@burnoutqueen : a bit of info about my perspective (feel free to ignore).

I lived in Indonesia for 6 years starting 1966 (my father was teacher on a theological school, I became an atheist).

As a Dutch kid (6 - 12 years old) I experienced *a bit* of what discrimination feels like. Although in general Indonesian people will do their utter best to appear polite, many of them were not yet prepared to forgive how Dutch soldiers acted like monsters in their country (trying to prolong the occupation of Indonesia by the Netherlands). Their kids were not so polite, they used to scold in particular me and my 1 year younger sister, often like "londoh, londoh" - slang for "Belanda" (which is how Indinesian people call the Netherlands and Dutch citizens).

Also many kids would stare at us, or start pulling hair out of our arms and legs - to see if that was for real (they do not usually have hair growth there).

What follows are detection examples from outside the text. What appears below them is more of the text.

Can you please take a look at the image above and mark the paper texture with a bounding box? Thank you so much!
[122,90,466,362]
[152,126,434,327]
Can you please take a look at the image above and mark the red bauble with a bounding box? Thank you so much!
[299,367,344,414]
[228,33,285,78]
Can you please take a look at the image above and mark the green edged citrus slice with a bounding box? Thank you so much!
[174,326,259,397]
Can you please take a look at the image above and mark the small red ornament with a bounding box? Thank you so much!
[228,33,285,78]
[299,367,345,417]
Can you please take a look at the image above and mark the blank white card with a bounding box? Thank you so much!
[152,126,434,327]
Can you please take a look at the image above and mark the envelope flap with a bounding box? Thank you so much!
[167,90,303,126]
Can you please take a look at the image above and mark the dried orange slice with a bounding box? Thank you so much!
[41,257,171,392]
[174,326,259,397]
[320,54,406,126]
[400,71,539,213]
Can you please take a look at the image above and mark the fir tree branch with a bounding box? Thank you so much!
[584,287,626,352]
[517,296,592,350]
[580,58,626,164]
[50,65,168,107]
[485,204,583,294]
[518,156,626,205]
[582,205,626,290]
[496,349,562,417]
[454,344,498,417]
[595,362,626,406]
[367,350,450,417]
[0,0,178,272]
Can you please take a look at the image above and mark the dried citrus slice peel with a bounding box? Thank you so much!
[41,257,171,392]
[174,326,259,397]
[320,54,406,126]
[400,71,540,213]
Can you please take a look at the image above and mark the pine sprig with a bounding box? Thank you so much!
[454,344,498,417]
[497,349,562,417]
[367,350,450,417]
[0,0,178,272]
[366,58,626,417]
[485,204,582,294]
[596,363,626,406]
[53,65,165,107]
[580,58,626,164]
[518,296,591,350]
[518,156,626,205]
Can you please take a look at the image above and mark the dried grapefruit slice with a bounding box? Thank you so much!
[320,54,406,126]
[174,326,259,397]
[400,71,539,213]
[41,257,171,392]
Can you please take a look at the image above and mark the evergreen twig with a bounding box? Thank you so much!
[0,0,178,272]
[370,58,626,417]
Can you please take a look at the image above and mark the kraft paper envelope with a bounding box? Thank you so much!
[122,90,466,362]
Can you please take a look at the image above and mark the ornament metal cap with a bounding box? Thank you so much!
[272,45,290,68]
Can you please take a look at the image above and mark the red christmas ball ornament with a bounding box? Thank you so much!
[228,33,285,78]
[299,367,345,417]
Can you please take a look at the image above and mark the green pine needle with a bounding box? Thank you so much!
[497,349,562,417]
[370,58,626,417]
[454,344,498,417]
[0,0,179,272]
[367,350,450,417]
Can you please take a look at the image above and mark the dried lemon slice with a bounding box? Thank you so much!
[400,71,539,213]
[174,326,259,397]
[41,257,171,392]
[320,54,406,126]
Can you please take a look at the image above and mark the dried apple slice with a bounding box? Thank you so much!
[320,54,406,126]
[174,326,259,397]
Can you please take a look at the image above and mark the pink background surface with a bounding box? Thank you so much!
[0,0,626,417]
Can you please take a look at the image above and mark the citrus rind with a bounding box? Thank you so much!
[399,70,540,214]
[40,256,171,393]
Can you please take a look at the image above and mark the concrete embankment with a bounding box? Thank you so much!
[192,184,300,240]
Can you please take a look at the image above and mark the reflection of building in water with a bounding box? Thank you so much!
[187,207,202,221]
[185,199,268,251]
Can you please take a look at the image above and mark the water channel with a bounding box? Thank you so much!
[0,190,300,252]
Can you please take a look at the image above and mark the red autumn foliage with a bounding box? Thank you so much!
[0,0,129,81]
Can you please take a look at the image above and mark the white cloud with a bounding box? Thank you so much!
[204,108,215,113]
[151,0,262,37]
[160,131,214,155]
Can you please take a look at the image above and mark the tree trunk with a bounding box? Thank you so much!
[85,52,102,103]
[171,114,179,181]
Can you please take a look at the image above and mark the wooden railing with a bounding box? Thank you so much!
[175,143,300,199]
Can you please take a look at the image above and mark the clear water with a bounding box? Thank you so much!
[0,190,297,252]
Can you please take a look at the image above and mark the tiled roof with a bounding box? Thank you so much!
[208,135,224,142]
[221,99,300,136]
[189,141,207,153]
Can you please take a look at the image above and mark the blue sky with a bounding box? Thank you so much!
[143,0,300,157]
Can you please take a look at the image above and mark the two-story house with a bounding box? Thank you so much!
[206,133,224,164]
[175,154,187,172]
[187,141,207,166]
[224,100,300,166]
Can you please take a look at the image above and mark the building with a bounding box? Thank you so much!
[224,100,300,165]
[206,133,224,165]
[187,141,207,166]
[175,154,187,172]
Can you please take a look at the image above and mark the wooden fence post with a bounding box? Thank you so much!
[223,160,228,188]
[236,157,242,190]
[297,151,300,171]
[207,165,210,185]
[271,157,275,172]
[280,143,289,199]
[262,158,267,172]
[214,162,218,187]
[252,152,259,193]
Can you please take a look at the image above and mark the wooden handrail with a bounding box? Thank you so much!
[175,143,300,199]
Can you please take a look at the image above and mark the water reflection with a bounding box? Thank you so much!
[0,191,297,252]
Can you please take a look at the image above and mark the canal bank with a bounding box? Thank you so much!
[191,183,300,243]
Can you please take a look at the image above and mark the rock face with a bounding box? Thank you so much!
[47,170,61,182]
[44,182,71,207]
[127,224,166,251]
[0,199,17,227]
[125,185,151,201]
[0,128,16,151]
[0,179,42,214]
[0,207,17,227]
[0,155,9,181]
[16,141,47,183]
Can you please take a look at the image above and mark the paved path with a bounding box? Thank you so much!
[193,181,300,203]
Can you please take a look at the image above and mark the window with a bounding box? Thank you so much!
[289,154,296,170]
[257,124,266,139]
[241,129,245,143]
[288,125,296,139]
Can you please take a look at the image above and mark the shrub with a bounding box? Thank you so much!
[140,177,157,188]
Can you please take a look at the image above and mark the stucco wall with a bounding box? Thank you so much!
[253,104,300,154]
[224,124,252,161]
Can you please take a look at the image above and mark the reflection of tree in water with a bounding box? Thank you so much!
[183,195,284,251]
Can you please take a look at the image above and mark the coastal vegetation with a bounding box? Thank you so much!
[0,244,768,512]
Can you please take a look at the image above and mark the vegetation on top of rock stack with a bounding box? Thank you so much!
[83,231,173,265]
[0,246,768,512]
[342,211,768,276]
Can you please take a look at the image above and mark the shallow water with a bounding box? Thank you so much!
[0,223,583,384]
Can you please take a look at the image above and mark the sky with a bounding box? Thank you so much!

Chinese people living there worked harder and were better in creating successfull businesses. They were more and more hated by Indonesians for that. Their shops and houses were burned and people were murdered. Many Chinese people changed their last names to be less suspicious.

Watching the Olympics a bit, I keep being surprised of the amount of *similarities* between people who look and/or think differently, have another religion, prefer their own gender, feel they're in the wrong body etcetera.

IMO it is a good thing that every person is unique. Unfortunately that may also invoke hatred or make people more greedy.

We all share one globe, let's enjoy life and stop destroying someone else's.